Forgiving doesn’t magically evaporate what is owed. If I loan you ten dollars and you refuse to pay, the money doesn’t mysteriously appear back in my wallet when I forgive you. Think about it. For Christ to forgive us, he had to absorb the emotional pain — the shame and humiliation of bearing our sins. When we forgive, we must absorb costs as well. We must say, “I see the cost of forgiving you, and I accept it.”
It happens every day. A husband refuses to forgive his wife, because she just can’t see all the sins he ascribes to her. A wife won’t reconcile with her husband until he fully endorses her view of reality. A marriage teeters on the brink of ruin because one spouse has marked the other’s motives as irredeemable.
Some use the marriage escape hatch, calling it “irreconcilable.” It’s so sad, but they had irreconcilable differences. The word is trivialized when used this way — emptied of its moral freight. In Scripture, the term “irreconcilable” has ugly teeth. In 2 Timothy 3:1–9, Paul gives a list of the various ungodly people who will roam the world in the last days. The Greek word aspondos is used in 2 Timothy 3:3 to identify those who are “corrupted in mind and disqualified regarding the faith” (2 Timothy 3:8).
The word describes someone who nurtures a “hostility that admits of no truce” (Pastoral Epistles, 174–175). It describes a person who is grudge-holding, unforgiving, and implacable. The irreconcilable person buffers his bitterness; with sophistication, he insulates his resentment from others’ reach. This state is dangerous to our faith, our families, and our marriages.
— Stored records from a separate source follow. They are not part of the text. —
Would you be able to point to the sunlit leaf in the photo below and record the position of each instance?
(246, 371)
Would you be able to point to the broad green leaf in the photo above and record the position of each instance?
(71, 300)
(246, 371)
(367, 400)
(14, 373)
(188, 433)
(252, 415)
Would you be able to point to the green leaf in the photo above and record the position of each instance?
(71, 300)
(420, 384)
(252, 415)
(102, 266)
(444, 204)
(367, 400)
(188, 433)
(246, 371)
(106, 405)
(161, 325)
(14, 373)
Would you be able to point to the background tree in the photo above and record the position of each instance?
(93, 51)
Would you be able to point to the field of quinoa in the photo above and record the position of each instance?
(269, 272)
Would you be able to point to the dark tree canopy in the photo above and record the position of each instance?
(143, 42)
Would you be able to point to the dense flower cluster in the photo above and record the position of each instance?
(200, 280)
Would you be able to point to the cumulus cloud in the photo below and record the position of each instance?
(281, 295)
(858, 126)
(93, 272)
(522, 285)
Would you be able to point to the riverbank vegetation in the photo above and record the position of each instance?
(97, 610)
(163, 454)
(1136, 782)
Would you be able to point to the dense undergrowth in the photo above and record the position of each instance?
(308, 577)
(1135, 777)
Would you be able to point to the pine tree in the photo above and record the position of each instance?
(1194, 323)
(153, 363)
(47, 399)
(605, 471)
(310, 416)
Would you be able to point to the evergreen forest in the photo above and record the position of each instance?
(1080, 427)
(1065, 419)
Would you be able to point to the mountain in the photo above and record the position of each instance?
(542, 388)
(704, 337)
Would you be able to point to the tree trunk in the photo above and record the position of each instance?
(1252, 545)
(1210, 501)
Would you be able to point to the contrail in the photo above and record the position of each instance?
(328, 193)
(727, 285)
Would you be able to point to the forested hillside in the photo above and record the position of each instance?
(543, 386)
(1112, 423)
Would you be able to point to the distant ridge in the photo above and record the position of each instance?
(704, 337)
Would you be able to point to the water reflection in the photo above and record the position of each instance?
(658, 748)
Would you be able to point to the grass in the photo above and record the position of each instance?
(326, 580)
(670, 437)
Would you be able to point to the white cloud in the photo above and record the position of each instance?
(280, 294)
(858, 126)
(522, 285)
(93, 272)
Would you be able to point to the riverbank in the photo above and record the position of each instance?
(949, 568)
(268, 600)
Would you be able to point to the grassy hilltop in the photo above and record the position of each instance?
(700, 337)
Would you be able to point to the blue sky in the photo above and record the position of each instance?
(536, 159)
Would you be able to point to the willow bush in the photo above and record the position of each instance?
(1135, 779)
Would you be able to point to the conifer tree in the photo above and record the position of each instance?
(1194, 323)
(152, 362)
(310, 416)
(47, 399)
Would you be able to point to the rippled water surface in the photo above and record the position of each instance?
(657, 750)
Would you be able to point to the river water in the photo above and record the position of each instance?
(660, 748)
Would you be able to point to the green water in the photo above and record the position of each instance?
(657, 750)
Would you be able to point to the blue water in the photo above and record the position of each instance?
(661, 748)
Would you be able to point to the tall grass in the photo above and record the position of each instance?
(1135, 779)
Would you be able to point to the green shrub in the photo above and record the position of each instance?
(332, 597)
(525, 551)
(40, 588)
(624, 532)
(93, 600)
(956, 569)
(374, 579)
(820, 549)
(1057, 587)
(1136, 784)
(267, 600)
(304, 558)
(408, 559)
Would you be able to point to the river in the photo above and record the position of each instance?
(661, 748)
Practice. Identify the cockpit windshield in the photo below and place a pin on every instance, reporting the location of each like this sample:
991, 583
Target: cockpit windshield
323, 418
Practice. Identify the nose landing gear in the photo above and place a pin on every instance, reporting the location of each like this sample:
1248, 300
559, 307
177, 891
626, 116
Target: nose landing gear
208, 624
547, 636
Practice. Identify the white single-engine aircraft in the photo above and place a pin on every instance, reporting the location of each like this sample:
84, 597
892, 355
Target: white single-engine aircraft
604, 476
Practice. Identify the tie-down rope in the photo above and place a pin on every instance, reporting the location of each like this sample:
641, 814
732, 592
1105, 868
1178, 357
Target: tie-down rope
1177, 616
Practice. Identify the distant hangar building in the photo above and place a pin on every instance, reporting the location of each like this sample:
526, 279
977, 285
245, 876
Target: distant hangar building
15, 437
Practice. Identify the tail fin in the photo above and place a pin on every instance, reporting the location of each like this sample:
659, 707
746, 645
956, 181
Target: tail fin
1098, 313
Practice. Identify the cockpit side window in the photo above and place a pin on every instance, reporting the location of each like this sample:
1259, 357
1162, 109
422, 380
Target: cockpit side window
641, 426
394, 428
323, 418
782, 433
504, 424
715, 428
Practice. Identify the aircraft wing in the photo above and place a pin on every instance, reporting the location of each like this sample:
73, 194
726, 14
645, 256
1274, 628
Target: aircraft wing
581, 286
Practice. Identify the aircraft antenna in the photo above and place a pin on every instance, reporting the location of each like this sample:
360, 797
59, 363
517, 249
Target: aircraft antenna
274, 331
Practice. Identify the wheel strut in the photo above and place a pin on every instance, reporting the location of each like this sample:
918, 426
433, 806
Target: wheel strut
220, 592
Such a person claims to be a Christian, a faithful parent and spouse, but resists reconciliation and contends he’s obeying God as he does so. In the church, few people are more vulnerable to spiritual harm than those aggrieved persons who spiritualize their bitterness. Such a person has likely believed one of three diabolical lies.
1. “I Can’t Forgive You Until You Confess All the Sin I See.”
In 2 Corinthians 2:5–11, a man sinned in a serious way. The sinner repented sincerely, but the Corinthian church wouldn’t accept his repentance. So, Paul stepped in and made an appeal on his behalf. He told the Corinthians that they should “reaffirm [their] love to” this man. They should forgive this man as he requested (2 Corinthians 2:8).
The man’s repentance must be accepted “so that [they] would not be outwitted by Satan; for we are not ignorant of his designs” (2 Corinthians 2:11). Here’s the point: one of the enemy’s evil devices, one of the many schemes he employs, is to convince believers they don’t need to forgive repentant sinners.
When we fail to forgive, the sticking issue is often our estimation of the offender’s confession. We assume the other party isn’t genuine, that they haven’t yet achieved the full measure of authentic repentance. We’re suspicious, thinking we’ve X-rayed this sinner’s heart and discerned insincerity. Then, just like the Corinthians, we block the sinner’s attempts at reconciliation.
2. “I Can’t Forgive You if It Costs Me.”
In Matthew 18:21–35, Jesus tells the story of a servant whose master forgave him an enormous debt. Right away, this man encountered a colleague who owed him a smaller amount. Instead of passing along the forgiveness he’d received, he enforced the penalty and threw the second servant in prison.
With this incredible example, the Savior teaches us that forgiveness absorbs at least two costs.
First, a spouse must say, “I’m not going to punish you.” There’s not a married person among us who hasn’t mentally prosecuted our spouse and delivered the verdict spoken by the unmerciful servant: “Pay what you owe” (Matthew 18:28)! For true forgiveness to happen, a spouse must sometimes deny an understandable instinct to exact vengeance on their mate, and instead release them from punishment, placing their sin under the atoning blood of Jesus.